Greek Prosgegrammeni

From: Lukas Pietsch (
Date: Tue Nov 07 2000 - 07:47:15 EST


as a newcomer to this list, let me address a question that was probably
discussed a long time ago but seems to be still not quite solved, the
question of the encoding of the "iota prosgegrammeni" characters in Greek
Extended. Apparently a lot of confusion has followed from an initial
misunderstanding that a "iota prosgegrammeni" ("adscript iota") is a
diacritic that looks similar or alike to a "iota ypogegrammeni"
It doesn't. Correct me if I'm wrong, but the only "adscript iota" I know of
in traditional Greek orthography is simply a normal, full-sized iota glyph
(lower-case if the word is title-case or lower-case; upper-case if the word
is upper-case).
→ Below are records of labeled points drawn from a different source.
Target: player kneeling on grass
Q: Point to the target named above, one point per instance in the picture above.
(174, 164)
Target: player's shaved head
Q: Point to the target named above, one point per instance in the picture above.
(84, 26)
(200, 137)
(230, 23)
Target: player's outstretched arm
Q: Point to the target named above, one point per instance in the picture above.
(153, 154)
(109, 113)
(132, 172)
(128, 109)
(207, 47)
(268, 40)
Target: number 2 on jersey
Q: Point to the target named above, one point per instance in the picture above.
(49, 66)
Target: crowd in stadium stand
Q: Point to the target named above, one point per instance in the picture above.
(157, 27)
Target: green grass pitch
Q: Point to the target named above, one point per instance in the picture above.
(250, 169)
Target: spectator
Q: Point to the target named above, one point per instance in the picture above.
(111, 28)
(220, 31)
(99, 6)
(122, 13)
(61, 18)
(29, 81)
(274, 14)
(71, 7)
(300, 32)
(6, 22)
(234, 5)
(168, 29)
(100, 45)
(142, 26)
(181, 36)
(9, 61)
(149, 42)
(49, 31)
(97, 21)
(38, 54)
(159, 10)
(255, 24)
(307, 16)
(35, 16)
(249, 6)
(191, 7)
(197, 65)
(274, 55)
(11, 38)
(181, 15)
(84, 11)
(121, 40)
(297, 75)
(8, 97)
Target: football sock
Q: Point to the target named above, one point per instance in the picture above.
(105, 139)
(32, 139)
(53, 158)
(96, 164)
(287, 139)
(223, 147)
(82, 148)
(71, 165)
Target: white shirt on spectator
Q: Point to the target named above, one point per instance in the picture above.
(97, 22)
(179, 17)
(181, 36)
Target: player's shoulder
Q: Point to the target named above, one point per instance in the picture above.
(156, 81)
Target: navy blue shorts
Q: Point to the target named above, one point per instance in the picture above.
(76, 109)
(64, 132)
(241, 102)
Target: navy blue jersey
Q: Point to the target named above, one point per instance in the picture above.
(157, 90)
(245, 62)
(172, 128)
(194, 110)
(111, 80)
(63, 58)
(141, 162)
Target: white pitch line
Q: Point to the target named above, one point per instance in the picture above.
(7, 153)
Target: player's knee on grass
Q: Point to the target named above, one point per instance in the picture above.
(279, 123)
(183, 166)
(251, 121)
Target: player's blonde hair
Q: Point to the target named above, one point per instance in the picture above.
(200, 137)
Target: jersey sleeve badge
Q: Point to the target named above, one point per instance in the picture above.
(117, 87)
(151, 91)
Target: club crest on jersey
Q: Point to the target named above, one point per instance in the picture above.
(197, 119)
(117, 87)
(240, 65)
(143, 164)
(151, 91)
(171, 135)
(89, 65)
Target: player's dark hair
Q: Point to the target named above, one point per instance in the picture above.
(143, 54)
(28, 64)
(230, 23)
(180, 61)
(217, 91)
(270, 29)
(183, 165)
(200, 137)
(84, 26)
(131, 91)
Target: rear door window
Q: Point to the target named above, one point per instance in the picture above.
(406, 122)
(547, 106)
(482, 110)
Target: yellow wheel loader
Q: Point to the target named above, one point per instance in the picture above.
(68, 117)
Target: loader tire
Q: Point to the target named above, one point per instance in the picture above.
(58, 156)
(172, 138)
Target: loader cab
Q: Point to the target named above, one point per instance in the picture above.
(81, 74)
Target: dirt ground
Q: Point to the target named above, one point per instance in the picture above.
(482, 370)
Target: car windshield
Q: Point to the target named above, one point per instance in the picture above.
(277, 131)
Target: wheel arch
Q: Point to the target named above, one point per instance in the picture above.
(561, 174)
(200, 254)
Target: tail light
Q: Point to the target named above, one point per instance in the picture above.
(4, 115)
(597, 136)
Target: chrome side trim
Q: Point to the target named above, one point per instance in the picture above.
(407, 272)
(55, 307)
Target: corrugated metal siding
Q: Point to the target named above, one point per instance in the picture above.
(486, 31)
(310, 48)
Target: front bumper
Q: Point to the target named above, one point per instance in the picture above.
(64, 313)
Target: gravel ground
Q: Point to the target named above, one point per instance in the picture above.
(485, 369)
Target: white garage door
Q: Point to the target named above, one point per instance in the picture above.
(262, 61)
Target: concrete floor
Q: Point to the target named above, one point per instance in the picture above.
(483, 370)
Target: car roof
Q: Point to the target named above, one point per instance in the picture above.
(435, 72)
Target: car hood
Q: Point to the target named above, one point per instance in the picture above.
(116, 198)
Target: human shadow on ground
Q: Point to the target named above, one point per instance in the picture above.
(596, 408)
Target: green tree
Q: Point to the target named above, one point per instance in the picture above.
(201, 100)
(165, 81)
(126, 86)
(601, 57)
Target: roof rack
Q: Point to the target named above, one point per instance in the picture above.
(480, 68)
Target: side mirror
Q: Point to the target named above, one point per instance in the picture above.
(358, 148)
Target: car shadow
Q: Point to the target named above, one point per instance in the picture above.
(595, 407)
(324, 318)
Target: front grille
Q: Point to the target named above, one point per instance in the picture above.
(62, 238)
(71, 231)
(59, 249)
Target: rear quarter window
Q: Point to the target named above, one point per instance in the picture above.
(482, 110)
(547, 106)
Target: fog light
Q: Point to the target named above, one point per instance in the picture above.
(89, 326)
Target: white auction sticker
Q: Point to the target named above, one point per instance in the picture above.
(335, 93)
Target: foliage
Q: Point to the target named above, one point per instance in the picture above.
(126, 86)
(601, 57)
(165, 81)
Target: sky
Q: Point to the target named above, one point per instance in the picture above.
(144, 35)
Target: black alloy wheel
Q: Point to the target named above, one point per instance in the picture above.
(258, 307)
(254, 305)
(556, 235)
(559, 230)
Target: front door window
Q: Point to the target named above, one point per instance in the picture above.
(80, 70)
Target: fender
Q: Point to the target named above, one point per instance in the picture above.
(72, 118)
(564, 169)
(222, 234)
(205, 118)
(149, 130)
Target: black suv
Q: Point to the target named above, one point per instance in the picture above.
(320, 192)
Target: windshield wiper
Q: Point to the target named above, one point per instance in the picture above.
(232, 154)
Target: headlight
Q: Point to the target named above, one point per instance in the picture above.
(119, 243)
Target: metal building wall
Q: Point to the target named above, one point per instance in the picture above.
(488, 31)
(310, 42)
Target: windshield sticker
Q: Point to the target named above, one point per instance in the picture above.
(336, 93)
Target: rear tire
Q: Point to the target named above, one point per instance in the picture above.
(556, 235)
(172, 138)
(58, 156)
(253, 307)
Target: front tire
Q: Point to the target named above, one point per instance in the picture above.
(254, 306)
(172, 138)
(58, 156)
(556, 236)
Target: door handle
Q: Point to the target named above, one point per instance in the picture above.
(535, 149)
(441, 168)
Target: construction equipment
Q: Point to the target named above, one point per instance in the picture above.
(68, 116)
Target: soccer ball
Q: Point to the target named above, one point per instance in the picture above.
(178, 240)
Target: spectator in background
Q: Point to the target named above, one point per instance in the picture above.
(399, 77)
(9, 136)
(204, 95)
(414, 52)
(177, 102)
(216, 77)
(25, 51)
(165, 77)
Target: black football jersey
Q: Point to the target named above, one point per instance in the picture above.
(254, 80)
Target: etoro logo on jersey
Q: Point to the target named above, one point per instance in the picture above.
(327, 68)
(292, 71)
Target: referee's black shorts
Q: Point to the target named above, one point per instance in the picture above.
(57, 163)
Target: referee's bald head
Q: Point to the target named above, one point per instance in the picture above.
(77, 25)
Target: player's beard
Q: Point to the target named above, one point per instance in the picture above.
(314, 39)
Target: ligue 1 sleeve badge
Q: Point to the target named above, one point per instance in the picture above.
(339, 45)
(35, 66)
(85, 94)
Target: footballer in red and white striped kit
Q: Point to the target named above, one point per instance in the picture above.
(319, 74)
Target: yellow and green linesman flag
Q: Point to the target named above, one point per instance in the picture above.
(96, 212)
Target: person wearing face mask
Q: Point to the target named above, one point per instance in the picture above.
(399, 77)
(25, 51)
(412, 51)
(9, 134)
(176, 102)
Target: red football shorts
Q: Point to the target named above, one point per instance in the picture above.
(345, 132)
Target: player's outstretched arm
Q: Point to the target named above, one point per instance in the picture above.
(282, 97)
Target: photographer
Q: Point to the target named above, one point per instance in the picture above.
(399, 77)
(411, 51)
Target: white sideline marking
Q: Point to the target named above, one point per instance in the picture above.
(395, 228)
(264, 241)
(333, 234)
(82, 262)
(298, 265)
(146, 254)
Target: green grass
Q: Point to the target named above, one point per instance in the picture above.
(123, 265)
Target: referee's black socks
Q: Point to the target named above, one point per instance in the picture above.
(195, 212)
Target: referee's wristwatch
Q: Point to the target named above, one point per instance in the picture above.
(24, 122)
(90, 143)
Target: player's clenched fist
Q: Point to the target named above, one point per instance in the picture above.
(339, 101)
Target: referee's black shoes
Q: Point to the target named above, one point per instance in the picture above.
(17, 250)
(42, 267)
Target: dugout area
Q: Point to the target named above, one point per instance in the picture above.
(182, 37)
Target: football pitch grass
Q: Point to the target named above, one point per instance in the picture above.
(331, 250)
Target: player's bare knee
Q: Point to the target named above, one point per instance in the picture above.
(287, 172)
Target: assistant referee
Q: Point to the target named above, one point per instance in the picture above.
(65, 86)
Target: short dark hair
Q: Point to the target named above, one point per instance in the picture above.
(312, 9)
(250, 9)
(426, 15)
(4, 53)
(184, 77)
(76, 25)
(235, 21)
The only difference between such an "adscript iota" and a
normal iota seems to be that the adscript is ignored in collation. The
adscript iota obligatorily replaces a "subscript iota" in titlecase or
uppercase, whereas it can also be used as an optional, slightly archaic
variant instead of the subscript in lowercase.
If anybody has evidence that small, diacritic-like iota glyphs were ever
used with capital base letters in Greek writing, please let me know and
ignore the rest of this message.
The misunderstanding of the diacritic-like adscript iota is unfortunately
still spreading through the world because the unicode demonstration charts
show it this way. Most font designers have followed what the charts seemed
to dictate to them (even when they knew better), with the result that now
there are very few fonts that show these characters correctly. Microsoft's
"Palatino Linotype" is an exception, as is James Kass's "Code2000" in its
most recent update.

But the real question I'd like to raise is that of the character properties
defined for these characters in Unicode.

The current version correctly states that the standalone "GREEK
PROSGEGRAMMENI" (u+1FBE) is canonically equivalent to a lower-case "GREEK
LETTER IOTA" (u+03B9).

However, the precomposed characters containing the prosgegrammeni, e.g.
decompose to base letter + "COMBINING GREEK YPOGEGRAMMENI" (u+0345), as if
prosgegrammeni and ypogegrammeni were the same thing. This means that, even
if I have a font that shows u+1FBC correctly, if my text undergoes a
canonical decomposition the incorrect subscript glyphs will reappear.
Is there a logic to this that I don't understand, or is this just a hangover
from the time when people did think prosgegrammeni and ypogegrammeni were
the same thing? Wouldn't it be much more logical if precomposed capital
letters such as u+1FBC decomposed to base letter + "GREEK PROSGEGRAMMENI"
(u+1FBE), or directly to base letter + "GREEK LETTER IOTA" (u+03B9)? To
ensure correct case conversion, it would probably be necessary then to
introduce another special casing rule, making sure that "COMBINING GREEK
YPOGEGRAMMENI" (u+0345) gets mapped to "GREEK PROSGEGRAMMENI" (u+1FBE) when
its preceding base letter gets title-cased.
Something like this is already being done for upper-case anyway.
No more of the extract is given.